A little hands on never hurts. I try to cover all the bases in my presentation. Lots of photos. But, actually performing the work...making the nucs...is a big help to those planning on trying the technique.

I won't be at your conference until Saturday mid-morning. Kirk could do the workshop if you want to do it earlier. Or, we could do it together...now that would be something.

Equipment is available from Pat at New England Farms: www.newenglandfarms.com


----------



## deknow

Michael Palmer said:


> I won't be at your conference until Saturday mid-morning. Kirk could do the workshop if you want to do it earlier. Or, we could do it together...now that would be something.


ok, we will plan on having some kind of hands on "making up nucs to overwinter"...this is great![/quote]



> Equipment is available from Pat at New England Farms: www.newenglandfarms.com


ahhh, very good to know! i notice that he doesn't offer the feeder, but a divided hive body instead. being able to get the 4 frame boxes that can go over the divided 10 frame body is a real plus!

deknow


----------



## winevines

ahhh, very good to know! i notice that he doesn't offer the feeder, but a divided hive body instead. being able to get the 4 frame boxes that can go over the divided 10 frame body is a real plus!
/QUOTE]

We had a lot of trouble getting an order filled from the folks at New England farms. My friend waited a year for his woodenware and I finally gave up after 6 months and 4 phone calls. Maybe they don't like Southerners?

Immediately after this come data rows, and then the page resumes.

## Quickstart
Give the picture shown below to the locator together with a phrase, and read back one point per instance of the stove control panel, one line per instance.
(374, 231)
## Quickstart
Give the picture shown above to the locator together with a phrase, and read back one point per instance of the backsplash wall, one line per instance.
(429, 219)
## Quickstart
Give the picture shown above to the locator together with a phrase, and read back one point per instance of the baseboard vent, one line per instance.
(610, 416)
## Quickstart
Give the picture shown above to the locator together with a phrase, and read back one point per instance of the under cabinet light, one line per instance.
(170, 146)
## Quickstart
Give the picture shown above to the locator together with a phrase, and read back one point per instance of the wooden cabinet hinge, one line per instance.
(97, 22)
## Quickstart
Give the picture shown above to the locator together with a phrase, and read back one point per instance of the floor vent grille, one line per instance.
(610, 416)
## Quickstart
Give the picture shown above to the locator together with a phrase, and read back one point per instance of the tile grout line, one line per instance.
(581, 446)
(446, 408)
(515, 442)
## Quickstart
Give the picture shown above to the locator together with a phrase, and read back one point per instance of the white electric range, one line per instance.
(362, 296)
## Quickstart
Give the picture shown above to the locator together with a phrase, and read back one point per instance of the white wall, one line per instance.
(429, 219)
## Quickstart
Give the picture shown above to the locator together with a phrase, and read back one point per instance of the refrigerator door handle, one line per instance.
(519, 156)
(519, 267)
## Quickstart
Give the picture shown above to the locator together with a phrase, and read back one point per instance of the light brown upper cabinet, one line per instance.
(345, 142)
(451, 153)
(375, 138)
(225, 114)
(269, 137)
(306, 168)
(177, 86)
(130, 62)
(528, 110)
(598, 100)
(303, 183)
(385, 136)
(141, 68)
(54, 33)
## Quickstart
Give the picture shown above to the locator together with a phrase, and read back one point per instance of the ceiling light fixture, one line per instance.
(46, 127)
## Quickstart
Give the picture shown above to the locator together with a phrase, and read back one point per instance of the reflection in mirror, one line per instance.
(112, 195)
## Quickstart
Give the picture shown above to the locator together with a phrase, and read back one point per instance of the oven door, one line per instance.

There are other folks now making this type of equipment. I have worked with Nevin Rank at Honey Rustlin Farms who makes divided hive bodies and made four frame nucs for me on special request. I also worked with him to develop a bottom board that will hold two nucs which works great. We like it with screened bottom boards and mite trays. Wroked fine this past winter which was cold with snow on the ground for months. This stuff may or may not be on his website, but he will make them for you. See: http://www.honeyrustler.com/Beekeeping_catalog.html

In the past Kelley bee also sold 4 frame nucs which fit on top of divided deeps. There is also someone on this list who advertised selling 4 frame nucs but I can not recall who it was.


----------